Adesso bisognerà guardarsi dall’hollandismo-leninismo. La sinistra negli ultimi anni si è innamorata di tutti i leader vincenti: da Clinton, a Blair, a Zapatero. Ora toccherà assistere al diffondersi degli imitatori-adulatori di Hollande. Questa è la contraddizione della sinistra italica: voler sembrare talmente eccezionale e anomala da indicare agli altri il proprio esempio e al tempo stesso talmente insicura di sé, talmente figlia di un dio minore, da aver bisogno di identificarsi con un leader straniero. Nei casi precedenti l’imitazione comportava una certa dose di coraggio visto che Clinton e Blair si presentavano come rinnovatori della sinistra fino a ipotizzarne il superamento, mentre Zapatero rompeva il cerchio della questione vaticana con il suo laicismo radicale. Hollande non si presta ad operazioni di fantasia. Il nuovo presidente è un normale leader di sinistra che di fronte alla crisi si pone il problema della salvaguardia delle classi più deboli, del contrasto della grande finanza, del ruolo del “pubblico”, delle ambizioni nazionali.
Hollande è in pratica socialista. Se con Clinton, Blair e persino Zapatero era possibile l’identificazione come superamento del nodo socialista, con Hollande l’operazione appare praticamente impossibile. Ecco perché il diffondersi dell’hollandismo-leninismo nelle leadership della sinistra non potrà essere indolore. Ci sono nodi da sciogliere per tutte le forze che si collocano a sinistra. Il piccolo partito di Nencini, che ha ereditato la gloriosa sigla del Psi, deve scegliere di radunare tutte le forze e lanciare una proposta all’intera sinistra ponendo al proprio mondo socialista da ricomporre il tema di fondo: i socialisti stanno a sinistra, questo vale per Tremonti come per gli altri che si fanno scudo della “persecuzione” giudiziaria per continuare a stare a destra o rivendicano il berlusconismo recente. Anche per Vendola è arrivato il tempo della scelta. La sinistra che lui rappresentata non può stare ancora a lungo a bagnomaria. Quella che più le somiglia, la Linke, sta subendo colpi elettorali, quella più tradizionalista, la greca, offre una strada che dovrebbe essere impercorribile per il governatore pugliese. Vendola non può inneggiare a Hollande contro Monti e poi dimenticare che Hollande trae forza da una esplicita tradizione socialista.
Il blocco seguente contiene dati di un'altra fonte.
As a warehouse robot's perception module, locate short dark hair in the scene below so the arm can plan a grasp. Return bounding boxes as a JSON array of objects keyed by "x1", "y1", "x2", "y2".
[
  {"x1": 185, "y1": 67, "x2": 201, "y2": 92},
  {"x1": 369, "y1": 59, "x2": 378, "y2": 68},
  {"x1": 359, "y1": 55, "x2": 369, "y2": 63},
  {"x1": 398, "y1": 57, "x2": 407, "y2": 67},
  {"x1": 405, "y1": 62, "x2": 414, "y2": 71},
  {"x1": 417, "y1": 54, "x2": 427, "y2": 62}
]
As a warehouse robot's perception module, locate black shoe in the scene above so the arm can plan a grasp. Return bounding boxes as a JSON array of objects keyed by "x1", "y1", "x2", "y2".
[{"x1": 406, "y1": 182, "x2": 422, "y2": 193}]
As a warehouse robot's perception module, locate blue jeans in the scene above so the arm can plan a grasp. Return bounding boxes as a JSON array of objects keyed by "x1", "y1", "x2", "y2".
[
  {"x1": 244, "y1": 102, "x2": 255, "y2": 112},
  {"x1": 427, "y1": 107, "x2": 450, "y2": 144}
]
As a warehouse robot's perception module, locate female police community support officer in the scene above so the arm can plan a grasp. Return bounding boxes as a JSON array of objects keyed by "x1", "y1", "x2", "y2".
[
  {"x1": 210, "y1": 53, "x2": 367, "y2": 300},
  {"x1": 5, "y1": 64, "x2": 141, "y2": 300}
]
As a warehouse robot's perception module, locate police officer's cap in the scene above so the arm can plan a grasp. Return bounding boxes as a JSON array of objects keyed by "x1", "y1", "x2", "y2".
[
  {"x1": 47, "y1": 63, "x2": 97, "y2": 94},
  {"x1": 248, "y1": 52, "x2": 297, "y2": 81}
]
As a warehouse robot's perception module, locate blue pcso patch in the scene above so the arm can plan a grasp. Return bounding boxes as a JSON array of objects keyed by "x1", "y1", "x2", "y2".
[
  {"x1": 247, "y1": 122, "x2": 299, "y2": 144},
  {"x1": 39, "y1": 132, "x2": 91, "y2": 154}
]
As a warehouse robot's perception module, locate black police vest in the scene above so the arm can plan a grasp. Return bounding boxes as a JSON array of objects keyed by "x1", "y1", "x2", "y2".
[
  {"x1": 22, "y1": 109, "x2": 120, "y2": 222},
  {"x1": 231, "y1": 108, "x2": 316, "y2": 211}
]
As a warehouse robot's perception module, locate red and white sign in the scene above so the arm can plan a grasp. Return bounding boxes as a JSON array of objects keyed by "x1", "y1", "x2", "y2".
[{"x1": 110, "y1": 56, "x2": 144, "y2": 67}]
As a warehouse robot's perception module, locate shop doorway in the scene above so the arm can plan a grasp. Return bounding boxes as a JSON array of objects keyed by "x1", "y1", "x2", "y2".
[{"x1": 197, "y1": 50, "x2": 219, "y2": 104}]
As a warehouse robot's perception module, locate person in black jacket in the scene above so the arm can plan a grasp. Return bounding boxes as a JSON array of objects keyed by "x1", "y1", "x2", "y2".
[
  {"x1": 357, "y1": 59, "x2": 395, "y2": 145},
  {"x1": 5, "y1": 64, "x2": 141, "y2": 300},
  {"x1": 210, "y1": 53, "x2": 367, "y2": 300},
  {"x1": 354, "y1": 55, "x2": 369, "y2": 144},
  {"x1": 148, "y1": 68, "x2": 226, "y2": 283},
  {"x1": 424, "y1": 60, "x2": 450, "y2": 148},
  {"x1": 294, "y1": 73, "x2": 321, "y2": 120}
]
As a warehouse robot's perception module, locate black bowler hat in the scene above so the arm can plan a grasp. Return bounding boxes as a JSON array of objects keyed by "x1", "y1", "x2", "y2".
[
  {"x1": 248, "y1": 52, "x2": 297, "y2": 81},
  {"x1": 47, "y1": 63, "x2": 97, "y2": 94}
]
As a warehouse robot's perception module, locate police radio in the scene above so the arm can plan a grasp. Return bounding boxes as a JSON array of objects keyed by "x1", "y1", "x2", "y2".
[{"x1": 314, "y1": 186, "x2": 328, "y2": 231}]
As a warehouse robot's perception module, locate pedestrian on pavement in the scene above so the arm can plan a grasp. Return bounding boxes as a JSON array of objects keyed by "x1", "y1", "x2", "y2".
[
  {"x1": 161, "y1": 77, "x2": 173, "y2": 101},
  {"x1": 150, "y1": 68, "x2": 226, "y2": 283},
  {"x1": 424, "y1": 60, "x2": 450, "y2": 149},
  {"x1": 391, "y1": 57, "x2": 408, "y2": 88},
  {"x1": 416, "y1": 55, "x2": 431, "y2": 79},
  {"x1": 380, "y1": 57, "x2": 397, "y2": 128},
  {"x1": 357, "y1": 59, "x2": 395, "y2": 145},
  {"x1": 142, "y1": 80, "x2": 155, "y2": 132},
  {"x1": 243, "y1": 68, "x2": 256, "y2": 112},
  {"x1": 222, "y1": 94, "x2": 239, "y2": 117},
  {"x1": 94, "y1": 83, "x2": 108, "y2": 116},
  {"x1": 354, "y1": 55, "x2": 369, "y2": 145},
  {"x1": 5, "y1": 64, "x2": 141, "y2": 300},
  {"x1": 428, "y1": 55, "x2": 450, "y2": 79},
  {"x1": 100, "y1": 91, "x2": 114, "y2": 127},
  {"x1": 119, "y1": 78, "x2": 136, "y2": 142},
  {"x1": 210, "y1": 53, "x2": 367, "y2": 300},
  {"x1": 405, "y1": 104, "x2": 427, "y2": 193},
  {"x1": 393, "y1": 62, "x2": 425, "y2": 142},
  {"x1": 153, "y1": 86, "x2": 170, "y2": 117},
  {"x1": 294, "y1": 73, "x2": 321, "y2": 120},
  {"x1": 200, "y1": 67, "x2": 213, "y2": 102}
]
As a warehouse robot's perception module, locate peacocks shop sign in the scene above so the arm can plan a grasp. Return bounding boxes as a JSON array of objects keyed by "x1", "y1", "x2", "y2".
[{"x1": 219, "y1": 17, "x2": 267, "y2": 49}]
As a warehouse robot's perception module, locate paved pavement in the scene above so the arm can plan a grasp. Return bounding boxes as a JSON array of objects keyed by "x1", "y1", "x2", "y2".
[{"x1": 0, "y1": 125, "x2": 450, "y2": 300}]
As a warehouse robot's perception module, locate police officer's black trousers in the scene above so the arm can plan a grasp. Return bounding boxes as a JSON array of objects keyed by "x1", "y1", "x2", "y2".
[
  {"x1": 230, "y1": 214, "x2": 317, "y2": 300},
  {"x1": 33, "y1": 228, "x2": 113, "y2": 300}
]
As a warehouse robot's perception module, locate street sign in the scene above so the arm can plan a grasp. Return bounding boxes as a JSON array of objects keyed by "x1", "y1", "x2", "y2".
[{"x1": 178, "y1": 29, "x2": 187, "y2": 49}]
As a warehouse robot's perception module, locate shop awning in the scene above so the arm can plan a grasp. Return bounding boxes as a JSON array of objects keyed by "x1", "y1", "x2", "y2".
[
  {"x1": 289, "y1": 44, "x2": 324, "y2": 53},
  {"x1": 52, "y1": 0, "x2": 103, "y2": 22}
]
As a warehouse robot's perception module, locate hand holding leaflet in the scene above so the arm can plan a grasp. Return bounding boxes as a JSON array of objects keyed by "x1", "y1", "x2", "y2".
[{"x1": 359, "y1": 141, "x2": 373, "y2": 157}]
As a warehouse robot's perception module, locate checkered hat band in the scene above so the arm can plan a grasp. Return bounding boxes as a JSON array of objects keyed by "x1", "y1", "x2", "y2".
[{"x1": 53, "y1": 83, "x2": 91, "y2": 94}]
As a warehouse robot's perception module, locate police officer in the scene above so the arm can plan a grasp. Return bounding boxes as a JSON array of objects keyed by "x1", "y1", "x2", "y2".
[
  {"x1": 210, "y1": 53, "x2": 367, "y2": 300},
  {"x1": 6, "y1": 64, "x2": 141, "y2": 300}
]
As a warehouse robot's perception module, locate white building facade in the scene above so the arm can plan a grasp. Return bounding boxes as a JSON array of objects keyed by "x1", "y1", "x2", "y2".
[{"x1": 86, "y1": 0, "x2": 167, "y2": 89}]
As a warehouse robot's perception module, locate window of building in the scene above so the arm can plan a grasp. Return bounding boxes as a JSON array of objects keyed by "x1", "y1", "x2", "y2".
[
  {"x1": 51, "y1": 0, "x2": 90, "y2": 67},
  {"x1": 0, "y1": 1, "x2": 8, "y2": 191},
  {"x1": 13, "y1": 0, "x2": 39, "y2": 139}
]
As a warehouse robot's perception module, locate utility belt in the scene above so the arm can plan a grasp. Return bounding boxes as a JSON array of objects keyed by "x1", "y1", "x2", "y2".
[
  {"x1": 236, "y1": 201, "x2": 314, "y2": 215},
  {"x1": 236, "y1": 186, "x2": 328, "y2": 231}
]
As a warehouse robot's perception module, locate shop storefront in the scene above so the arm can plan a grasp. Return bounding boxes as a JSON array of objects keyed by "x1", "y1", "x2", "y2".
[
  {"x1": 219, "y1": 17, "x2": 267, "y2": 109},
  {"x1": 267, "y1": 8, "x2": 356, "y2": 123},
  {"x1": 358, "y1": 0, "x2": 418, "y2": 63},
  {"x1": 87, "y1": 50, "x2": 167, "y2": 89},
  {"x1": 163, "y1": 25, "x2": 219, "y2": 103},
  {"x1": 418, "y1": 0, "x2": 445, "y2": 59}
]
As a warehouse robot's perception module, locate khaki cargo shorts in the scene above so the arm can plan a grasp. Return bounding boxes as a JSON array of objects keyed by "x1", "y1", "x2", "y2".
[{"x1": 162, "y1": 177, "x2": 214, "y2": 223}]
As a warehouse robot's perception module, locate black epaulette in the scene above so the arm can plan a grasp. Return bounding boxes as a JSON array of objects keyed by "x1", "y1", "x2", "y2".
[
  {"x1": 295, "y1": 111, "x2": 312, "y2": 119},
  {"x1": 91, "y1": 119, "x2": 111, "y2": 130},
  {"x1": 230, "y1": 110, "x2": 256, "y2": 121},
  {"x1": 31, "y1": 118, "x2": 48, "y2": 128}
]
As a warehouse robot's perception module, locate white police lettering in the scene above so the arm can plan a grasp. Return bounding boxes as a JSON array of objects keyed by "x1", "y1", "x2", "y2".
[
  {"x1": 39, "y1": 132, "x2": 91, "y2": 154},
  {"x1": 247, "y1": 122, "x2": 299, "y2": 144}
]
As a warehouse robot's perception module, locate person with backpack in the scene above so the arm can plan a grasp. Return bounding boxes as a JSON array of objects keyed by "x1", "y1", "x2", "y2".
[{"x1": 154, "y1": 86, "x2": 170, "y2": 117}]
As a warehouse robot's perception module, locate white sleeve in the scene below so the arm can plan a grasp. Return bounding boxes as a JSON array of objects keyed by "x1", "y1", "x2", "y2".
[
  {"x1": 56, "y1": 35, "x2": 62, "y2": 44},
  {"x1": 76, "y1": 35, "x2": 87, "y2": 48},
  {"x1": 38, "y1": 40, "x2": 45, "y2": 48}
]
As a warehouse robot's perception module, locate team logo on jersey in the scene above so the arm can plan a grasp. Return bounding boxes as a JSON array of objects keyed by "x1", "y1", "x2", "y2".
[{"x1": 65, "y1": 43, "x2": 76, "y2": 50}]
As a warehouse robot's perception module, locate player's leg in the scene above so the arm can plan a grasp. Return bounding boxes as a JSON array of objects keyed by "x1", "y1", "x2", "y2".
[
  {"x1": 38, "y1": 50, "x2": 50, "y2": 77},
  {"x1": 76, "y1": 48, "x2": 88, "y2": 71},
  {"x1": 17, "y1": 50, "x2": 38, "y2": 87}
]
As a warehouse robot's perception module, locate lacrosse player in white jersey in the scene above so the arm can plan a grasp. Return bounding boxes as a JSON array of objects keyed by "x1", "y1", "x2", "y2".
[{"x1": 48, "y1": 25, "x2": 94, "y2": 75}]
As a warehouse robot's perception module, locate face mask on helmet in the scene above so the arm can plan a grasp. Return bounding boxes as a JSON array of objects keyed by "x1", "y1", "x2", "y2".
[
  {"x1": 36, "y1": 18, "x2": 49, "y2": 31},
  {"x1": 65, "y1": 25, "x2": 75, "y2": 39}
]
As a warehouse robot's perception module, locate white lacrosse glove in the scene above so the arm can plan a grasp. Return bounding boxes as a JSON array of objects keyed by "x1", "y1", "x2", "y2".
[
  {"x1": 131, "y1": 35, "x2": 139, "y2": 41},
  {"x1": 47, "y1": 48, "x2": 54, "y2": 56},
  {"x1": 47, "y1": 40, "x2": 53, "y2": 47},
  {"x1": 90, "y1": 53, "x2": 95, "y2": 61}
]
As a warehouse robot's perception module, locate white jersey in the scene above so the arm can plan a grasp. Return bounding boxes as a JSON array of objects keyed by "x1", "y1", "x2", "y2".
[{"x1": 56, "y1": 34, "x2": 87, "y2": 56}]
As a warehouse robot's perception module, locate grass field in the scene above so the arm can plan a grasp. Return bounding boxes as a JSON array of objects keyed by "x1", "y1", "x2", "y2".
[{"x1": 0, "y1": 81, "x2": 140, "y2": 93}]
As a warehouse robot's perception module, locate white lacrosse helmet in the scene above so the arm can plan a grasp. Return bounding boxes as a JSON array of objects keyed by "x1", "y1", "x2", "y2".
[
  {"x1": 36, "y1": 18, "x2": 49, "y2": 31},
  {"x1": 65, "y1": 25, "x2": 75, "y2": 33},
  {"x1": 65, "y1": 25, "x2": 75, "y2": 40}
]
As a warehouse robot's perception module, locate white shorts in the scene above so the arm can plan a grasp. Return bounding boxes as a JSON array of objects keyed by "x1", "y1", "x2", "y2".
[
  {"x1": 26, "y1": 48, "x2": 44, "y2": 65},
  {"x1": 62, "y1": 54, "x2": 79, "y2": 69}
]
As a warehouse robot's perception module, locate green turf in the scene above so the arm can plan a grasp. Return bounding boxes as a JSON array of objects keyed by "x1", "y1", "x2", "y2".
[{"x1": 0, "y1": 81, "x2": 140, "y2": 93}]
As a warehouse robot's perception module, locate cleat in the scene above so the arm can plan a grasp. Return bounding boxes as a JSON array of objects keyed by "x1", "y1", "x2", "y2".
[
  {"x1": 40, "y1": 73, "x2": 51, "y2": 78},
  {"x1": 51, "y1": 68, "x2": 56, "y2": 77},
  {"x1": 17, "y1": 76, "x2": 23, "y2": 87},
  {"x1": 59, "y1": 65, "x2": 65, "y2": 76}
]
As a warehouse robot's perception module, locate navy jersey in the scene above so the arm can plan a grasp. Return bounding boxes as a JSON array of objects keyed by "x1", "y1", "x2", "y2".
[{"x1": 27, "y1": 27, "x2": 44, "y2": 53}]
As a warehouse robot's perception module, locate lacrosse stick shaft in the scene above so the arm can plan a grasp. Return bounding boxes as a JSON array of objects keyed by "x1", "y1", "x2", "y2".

Bersani dovrà invece fari i conti con quelle aree del suo partito che hanno a lungo sognato un Pd di centro, montiano e sodale di Casini anche fino al punto di pagare il prezzo della rottura a sinistra. Il Pd dovrà misurarsi con il problema che lo accompagna fin dall’inizio. L’alternativa alla destra in Europa è socialista. Tutte le altre vie, terze o quarte, sono fallite. Sarà che il mondo non ha capito l’Italia, resta il fatto che la sinistra europea è socialista. E’ ovvio che sarebbe suicida immaginare un nuovo cambiamento di nome per il raggruppamento più forte della sinistra italiana. Come si vede, i fatti sono più forti dei nomi. Tuttavia il Pd non può sfuggire alla scelta fra farsi promotore di un rassemblement di tipo socialista che punti al governo del paese oppure navigare secondo il vento. Forse è arrivato il momento di fare il bilancio della recente storia della sinistra italiana per trarne le conseguenze. Il socialismo aggressivo e rampante di Craxi ha distrutto persino il nome antico, il post-comunismo terzista ha riportato la sinistra in mezzo al guado. E se provassimo ad essere normali, come suggeriscono la faccia impiegatizia e la pancetta di Hollande? Qui potrebbe esserci il nuovo ruolo di Bersani, normale quant’altri mai purchè abbia il coraggio di dare alla sinistra la sua collocazione originaria.